Top: Jirayut ‘New Latthivongskorn in November 2016, after the presidential election results, at San Francisco General Hospital. Photo: Jirayut Latthivongskorn / Courtesy
BANGKOK — New was 9 when he and his family emigrated from Bangkok to California in 1999. It was two years after the Tom Yum Goong economic crisis began, and his parents’ real estate and tourism businesses were going bankrupt.
Born Jirayut Latthivongskorn in 1989 in Bangkok, the self-described “spoiled” youngest child left behind his privileged, middle-class life of private schools. In California, his parents worked long hours at Thai restaurants. By the time New reached high school, he had no legal identification needed to find employment. So he waited tables, mopped floors and washed dishes to help his parents with expenses.

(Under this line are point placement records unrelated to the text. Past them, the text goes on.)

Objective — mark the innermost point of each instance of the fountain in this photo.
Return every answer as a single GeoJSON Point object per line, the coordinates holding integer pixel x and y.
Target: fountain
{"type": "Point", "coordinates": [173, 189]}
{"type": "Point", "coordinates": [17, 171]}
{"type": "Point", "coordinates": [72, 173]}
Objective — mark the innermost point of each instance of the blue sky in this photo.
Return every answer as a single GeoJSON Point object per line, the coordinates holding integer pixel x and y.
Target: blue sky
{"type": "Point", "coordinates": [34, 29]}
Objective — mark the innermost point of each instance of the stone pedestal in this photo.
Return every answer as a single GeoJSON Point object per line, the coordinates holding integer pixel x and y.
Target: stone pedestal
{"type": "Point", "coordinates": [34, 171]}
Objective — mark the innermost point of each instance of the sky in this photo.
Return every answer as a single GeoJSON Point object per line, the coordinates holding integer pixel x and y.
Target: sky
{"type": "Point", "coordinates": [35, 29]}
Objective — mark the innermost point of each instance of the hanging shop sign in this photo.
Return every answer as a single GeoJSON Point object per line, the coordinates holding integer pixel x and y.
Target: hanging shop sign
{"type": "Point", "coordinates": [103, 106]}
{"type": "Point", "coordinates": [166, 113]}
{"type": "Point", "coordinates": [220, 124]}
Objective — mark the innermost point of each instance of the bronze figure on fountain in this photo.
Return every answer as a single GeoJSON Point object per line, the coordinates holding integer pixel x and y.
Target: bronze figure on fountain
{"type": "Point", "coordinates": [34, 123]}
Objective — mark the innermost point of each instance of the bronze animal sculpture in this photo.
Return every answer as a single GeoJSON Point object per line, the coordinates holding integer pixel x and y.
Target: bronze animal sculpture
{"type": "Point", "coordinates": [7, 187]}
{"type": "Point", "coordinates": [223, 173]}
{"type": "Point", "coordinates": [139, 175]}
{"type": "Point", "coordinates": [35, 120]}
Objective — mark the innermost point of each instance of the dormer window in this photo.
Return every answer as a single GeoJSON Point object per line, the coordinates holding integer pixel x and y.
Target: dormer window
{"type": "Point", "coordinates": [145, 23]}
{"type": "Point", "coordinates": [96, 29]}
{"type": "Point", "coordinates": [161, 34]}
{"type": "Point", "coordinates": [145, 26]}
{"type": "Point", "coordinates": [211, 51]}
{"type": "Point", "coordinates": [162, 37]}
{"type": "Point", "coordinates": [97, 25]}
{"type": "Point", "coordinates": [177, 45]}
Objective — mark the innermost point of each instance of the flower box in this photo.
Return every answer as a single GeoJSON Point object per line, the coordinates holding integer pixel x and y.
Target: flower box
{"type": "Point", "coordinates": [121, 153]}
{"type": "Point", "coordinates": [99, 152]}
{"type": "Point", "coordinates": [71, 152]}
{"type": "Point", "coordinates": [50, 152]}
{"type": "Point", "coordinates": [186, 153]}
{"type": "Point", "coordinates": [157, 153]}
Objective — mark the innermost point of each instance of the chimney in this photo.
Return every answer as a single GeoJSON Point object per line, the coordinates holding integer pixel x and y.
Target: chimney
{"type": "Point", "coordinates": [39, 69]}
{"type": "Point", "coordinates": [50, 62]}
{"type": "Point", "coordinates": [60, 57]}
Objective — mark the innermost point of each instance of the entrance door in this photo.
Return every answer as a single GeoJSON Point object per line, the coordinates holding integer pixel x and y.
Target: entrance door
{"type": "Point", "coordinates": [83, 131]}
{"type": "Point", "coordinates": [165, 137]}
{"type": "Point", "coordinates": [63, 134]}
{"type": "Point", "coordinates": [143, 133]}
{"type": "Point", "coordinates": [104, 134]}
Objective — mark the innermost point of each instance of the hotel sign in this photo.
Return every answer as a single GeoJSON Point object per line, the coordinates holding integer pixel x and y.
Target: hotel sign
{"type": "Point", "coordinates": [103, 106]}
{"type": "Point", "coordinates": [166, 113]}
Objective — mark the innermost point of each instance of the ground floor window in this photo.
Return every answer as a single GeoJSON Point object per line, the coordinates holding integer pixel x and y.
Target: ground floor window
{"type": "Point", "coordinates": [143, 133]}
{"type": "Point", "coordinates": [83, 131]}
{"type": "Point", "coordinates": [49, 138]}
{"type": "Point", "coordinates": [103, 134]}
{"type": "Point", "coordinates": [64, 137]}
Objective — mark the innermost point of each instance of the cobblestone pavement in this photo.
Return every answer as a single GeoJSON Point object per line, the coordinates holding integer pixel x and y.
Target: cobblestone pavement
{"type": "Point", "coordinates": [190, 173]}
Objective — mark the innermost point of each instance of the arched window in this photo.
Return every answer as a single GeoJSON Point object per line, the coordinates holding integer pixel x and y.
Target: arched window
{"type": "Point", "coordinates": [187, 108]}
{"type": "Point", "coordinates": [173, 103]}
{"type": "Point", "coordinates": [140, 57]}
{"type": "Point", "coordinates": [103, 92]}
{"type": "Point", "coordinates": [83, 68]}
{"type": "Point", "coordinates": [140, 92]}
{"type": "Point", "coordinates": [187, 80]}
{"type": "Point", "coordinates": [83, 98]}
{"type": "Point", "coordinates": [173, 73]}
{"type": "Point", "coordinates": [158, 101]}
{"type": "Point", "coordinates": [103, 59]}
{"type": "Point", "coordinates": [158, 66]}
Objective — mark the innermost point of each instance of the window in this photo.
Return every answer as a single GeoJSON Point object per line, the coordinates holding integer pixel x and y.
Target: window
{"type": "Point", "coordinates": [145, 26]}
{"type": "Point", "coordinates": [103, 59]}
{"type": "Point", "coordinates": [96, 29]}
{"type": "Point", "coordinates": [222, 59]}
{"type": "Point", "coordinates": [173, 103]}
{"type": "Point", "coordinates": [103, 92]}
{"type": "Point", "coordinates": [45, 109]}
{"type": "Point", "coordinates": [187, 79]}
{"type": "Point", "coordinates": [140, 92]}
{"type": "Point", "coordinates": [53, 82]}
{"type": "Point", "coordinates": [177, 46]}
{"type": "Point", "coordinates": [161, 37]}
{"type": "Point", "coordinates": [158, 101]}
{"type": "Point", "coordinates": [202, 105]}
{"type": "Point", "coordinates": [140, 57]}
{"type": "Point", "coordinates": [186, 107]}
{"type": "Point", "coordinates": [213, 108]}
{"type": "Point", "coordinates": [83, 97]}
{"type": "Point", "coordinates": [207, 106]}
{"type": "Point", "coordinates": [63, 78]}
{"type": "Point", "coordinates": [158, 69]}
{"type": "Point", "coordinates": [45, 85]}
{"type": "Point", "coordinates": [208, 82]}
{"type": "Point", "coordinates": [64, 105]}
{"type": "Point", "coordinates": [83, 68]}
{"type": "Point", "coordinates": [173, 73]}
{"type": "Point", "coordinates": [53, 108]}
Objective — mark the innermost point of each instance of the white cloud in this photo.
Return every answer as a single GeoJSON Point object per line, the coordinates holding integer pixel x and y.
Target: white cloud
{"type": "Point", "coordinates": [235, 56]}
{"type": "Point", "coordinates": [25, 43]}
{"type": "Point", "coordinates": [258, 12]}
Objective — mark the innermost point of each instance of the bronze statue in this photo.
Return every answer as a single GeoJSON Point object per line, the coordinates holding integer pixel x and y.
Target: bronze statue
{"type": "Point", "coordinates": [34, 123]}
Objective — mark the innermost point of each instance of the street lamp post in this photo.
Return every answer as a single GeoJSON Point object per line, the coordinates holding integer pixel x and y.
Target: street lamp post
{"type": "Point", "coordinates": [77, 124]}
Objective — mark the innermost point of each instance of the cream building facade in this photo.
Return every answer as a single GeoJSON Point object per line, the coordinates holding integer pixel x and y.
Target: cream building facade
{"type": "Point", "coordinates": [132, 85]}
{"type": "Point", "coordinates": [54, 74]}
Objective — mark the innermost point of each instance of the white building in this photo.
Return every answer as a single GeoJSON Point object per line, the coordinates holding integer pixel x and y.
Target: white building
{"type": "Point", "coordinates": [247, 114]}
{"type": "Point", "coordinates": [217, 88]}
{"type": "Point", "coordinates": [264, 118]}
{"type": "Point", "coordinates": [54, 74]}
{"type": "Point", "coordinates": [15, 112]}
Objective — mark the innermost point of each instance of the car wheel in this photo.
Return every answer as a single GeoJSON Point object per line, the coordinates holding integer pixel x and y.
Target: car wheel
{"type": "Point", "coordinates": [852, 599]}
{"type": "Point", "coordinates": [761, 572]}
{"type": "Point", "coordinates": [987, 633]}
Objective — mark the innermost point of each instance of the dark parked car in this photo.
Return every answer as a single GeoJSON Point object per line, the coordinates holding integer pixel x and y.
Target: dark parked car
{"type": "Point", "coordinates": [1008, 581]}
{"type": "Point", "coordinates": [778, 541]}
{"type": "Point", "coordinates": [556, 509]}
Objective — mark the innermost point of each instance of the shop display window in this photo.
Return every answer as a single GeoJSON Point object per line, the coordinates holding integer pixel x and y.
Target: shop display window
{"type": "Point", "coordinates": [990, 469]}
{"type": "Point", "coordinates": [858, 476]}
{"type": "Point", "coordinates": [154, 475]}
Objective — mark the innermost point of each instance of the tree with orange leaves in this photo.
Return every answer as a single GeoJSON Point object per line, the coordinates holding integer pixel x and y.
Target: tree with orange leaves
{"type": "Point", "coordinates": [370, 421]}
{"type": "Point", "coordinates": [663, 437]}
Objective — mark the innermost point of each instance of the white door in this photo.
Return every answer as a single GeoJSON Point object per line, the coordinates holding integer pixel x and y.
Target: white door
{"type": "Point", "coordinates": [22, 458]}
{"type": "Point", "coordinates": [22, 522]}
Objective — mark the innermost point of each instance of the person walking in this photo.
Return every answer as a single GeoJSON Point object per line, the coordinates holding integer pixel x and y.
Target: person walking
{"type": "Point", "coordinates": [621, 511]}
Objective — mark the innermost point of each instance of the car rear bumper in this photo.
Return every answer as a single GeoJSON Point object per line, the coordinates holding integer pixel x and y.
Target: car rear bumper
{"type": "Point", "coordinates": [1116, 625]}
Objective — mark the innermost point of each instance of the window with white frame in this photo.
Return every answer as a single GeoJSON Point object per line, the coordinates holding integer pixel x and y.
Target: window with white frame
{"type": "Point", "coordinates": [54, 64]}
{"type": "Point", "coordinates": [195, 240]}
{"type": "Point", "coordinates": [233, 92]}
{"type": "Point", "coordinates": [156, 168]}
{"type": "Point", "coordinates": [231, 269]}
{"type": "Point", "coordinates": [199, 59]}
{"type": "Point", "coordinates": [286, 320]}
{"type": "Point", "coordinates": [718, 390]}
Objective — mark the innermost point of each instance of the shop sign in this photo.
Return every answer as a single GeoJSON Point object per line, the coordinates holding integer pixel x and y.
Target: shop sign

“I lived completely different lives,” New said of the times before and after 1999.
Today, New is a 27-year-old graduate student at Harvard University. He’s also suing the president of his adopted homeland, Donald J. Trump.
On Monday, the med student joined five other so-called Dreamers in filing a federal lawsuit against US President Donald Trump over his decision to terminate a program that shielded them and roughly 800,000 other eligible undocumented immigrants who arrived as children from deportation. While the order did not grant them citizenship, it authorized two-year, renewable work permits for those who passed stringent vetting.
A lawyer, law student, two teachers and a doctoral candidate round out the other five plaintiffs, all of whom hail from California.
On Sept. 5, Trump ordered an end to the Deferred Action for Childhood Arrivals, or DACA, a policy initiated in 2012 by his predecessor, Barack Obama, after the U.S. Congress was unable to pass immigration reform legislation.
The lawsuit was filed in San Francisco federal court and demands the government “honor its promises” and cancel the repeal because revoking earlier guarantees would violate due process.
“The decision to end the DACA program is a broken promise and an unprecedented violation of the constitutional rights of Plaintiffs and other young people who relied on the federal government to honor that promise,” the lawsuit, filed in San Francisco reads.
Trump, who was elected on an anti-immigrant platform but expressed compassion for those who’ve become known as “Dreamers,” delayed the repeal for six months, saying the Congress should take action in that time.
Before Obama enacted DACA by executive order in 2012 – a move criticized by his opponents as an overreach of power – New had a hard time keeping his immigration status a secret.
Without a social security number or green card, he had no access to financial aid. He could only work cash-in-hand jobs and couldn’t get a driver’s license.
New remembers how he often make excuses to his friends, such as saying he would be a terrible driver. Once he was robbed at gunpoint near his campus but didn’t go to police because he feared deportation.
During his junior year in high school, New’s mother had to go through a major operation. It was after taking responsibility for her hospital care, being present for doctor visits and helping interpret her Thai, that New decided he wanted to be a doctor.
He was accepted by several universities and offered scholarships only to then be rejected because of his legal status when they asked for documentation.
“Let me know when your status changes,” New said he was told more than once.
With his family’s support and private scholarships, New obtained an undergraduate degree in biology from UC Berkeley. That was one month before Obama announced DACA. New applied for the program and was granted DACA status in 2013. As required for work authorization, he went through the renewal process in 2014 and again in 2016.
“DACA is a life-changer,” New said, adding that he aims to be a primary care doctor serving “underserved and unprivileged” communities.
New is now a fourth-year student in medicine at UC San Francisco and also in a master’s program in public health at Harvard University, which has lent its support.
“We stand behind Mr. Latthivongskorn without reservation,” Dean Michelle A. Williams of the Harvard T.H. Chan School of Public Health said in a statement. “As a dedicated student of medicine and public health, Mr. Latthivongskorn offers an outstanding example of the value that immigrants — both documented and undocumented — provide to communities across this nation.”
The other five plaintiffs are attorney Dulce Garcia, law student Viridiana Chabolla Mendoza, middle school teachers Miriam Gonzalez Avila, special education teacher Saul Jimenez Suarez and Ph.D. candidate in clinical psychology Norma Ramirez.
That DACA recipients tend to be high-achievers is evident in Pre-Health Dreamers, a group New helped start after the program was enacted. It now counts more than 800 undocumented students who are pursuing health and science professions.
Earlier this year, New was listed on Forbes’ 30 Under 30 in Education, where he was praised for being “on the frontline of getting undocumented students into medical professions and on the path to becoming physicians and healthcare professionals.”
What if the lawsuit and other measures fail to restore his protected status? Could he imagine being deported to live in Thailand now? New paused briefly before replying: “Yes, and no.”
“If I move back to Thailand, I’m lucky that I have the option to. Some immigrants can’t go back to their birth countries. if they go back they might … die because of war and so on.”
“More than half of my life I’ve lived here,” New said. “My friends, family and work are here. This is home for me.”